Светлана, против часовой стрелки, отступив от кровати с дочерью, идёт по периметру избы, осматривает и ощупывает бревенчатые стены. На них – ничего кроме паутины, и только в одном месте, как раз на уровне Светланиных глаз, притороченный четырьмя кнопками чёрно-белый фотографический портрет, сантиметров 15 в длину и 10 в высоту. Светлана приглядывается – почти вся стена в полумраке, но бо'льшую часть фотографии высвечивают лучи из далёкого окна. Это молодая, довольно привлекательная женщина со светлой косой, обёрнутой вокруг головы, старомодное платье подчёркивает грудь, женщина улыбается несколько натянутой, но всё же вполне приятной улыбкой, впрочем «приятность» улыбки заметно меняется, если смотреть на её лицо под немного разными углами. Светлана одним движение удаляет с портрета нависающую над ним прядь паутины с засохшими мухами и вздыхает. Кого-то ей это лицо очень напоминает, хотя – по всему – оно должно принадлежать бывшей хозяйке. Светлана всё никак не может оторваться от этого лица, вдруг решает оторвать карточку и уже берётся за уголок, но тут раздаётся голос Владимира:
– Свет, ты где? Я воду принёс.
– Принёс? Хорошо, – Светлана, ещё раз вздохнув, отрывается от созерцания и идёт навстречу мужу.
Фотография остаётся на своём месте. Всё-таки это лицо сильно похоже на лицо самой Светланы.
Виталик выходит из полупровалившейся в землю уборной, которую отыскал на задворках.
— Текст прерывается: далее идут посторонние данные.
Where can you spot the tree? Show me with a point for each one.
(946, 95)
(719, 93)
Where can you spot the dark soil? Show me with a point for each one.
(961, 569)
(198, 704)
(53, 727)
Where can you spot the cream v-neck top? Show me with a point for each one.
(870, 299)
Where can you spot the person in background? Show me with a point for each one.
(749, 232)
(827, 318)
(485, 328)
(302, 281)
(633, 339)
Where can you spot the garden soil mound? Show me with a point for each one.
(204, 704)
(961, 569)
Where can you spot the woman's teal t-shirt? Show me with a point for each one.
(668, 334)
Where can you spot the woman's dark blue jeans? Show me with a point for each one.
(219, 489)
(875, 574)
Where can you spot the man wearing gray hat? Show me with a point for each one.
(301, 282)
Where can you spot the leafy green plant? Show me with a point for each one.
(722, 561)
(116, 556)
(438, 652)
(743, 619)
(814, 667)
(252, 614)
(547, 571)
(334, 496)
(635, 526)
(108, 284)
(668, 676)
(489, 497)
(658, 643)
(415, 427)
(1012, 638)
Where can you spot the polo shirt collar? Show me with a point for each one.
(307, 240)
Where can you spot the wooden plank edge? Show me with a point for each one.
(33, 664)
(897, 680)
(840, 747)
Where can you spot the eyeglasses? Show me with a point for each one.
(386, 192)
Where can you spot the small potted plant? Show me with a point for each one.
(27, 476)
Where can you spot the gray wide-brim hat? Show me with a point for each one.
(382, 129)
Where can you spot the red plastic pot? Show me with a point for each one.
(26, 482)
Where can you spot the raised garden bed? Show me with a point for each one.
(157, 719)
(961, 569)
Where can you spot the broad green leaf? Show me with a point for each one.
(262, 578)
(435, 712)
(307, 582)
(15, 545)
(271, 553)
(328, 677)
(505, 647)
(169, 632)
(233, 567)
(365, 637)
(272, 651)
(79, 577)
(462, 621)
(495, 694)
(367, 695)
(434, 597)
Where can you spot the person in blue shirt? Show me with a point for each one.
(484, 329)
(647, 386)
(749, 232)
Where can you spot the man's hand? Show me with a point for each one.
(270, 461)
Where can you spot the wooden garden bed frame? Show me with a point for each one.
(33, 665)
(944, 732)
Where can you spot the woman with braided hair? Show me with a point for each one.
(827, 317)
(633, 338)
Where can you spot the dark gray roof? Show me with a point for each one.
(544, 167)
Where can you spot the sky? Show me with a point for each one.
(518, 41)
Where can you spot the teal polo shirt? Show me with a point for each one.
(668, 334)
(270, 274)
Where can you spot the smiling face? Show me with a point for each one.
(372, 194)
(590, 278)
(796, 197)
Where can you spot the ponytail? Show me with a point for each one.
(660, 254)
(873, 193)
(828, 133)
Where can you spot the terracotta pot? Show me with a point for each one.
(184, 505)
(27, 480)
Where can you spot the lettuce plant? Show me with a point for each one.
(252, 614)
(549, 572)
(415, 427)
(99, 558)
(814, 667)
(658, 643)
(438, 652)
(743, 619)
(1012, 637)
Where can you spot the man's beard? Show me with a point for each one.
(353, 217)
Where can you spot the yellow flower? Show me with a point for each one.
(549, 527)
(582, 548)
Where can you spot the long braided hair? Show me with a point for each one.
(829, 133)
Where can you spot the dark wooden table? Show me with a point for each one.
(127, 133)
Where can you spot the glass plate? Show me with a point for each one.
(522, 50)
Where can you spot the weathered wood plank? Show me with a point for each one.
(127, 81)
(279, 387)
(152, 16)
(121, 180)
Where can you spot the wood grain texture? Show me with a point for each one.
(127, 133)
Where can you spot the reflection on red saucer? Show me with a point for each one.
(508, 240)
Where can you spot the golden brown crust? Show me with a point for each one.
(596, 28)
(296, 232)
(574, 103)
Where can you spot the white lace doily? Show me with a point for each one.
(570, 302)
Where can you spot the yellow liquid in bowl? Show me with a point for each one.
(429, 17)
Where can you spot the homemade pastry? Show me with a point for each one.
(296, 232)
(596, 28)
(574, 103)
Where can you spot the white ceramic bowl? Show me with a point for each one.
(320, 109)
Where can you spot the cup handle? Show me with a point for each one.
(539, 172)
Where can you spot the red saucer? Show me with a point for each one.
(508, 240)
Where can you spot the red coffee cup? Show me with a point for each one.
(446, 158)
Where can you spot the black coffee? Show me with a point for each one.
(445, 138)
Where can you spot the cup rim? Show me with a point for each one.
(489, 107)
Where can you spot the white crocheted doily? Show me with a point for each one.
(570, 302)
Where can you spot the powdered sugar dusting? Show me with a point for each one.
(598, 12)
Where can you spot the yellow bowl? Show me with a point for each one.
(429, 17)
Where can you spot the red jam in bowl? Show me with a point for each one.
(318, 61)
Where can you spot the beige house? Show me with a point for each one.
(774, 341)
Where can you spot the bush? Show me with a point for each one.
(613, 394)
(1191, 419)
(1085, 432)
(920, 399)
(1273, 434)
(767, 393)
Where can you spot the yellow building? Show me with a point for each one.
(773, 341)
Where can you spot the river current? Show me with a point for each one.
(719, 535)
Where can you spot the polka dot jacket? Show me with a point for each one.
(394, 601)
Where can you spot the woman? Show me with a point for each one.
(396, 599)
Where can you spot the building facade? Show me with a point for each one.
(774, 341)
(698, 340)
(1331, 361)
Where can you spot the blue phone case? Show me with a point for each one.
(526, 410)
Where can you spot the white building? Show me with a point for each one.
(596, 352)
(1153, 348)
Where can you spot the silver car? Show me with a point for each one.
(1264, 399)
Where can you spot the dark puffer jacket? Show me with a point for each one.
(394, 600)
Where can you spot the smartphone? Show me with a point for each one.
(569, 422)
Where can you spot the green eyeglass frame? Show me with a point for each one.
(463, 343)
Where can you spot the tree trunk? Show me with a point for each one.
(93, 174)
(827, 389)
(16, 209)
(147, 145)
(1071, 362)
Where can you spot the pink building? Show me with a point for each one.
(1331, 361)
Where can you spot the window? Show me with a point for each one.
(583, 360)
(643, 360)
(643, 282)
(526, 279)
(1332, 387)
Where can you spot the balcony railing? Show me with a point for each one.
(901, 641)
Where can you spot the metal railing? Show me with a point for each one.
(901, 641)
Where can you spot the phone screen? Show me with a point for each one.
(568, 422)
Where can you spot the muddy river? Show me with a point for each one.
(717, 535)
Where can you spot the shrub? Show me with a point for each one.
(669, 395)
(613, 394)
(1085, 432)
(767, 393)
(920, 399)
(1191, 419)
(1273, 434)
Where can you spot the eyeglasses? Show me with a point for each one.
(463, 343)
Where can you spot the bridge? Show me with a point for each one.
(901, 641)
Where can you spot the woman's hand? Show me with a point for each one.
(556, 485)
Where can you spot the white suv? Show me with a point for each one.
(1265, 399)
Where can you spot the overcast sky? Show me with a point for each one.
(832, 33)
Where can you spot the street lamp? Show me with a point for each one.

На его лице плохо сдерживаемое отвращение, он сильно выдыхает воздух, отходит от сортира подальше и глубоко дышит. Его внимание привлекает бабочка, дневной павлиний глаз. Повитав возле самой Виталиковой головы, она садится на опорный столб ветхого забора. Виталик, крадучись, подходит, тянет руку и пытается сомкнуть пальцы на бабочкиных крыльях, но в самый последний момент она вспархивает и увеличивающимися кругами набирает высоту; в конце концов, бабочка вылетает за ограду, где, доцветая и соря лепестками, в одну линию стоят несколько старых развесистых черемух. За ними начинается неширокое поле сорняков, за полем голубеет лес.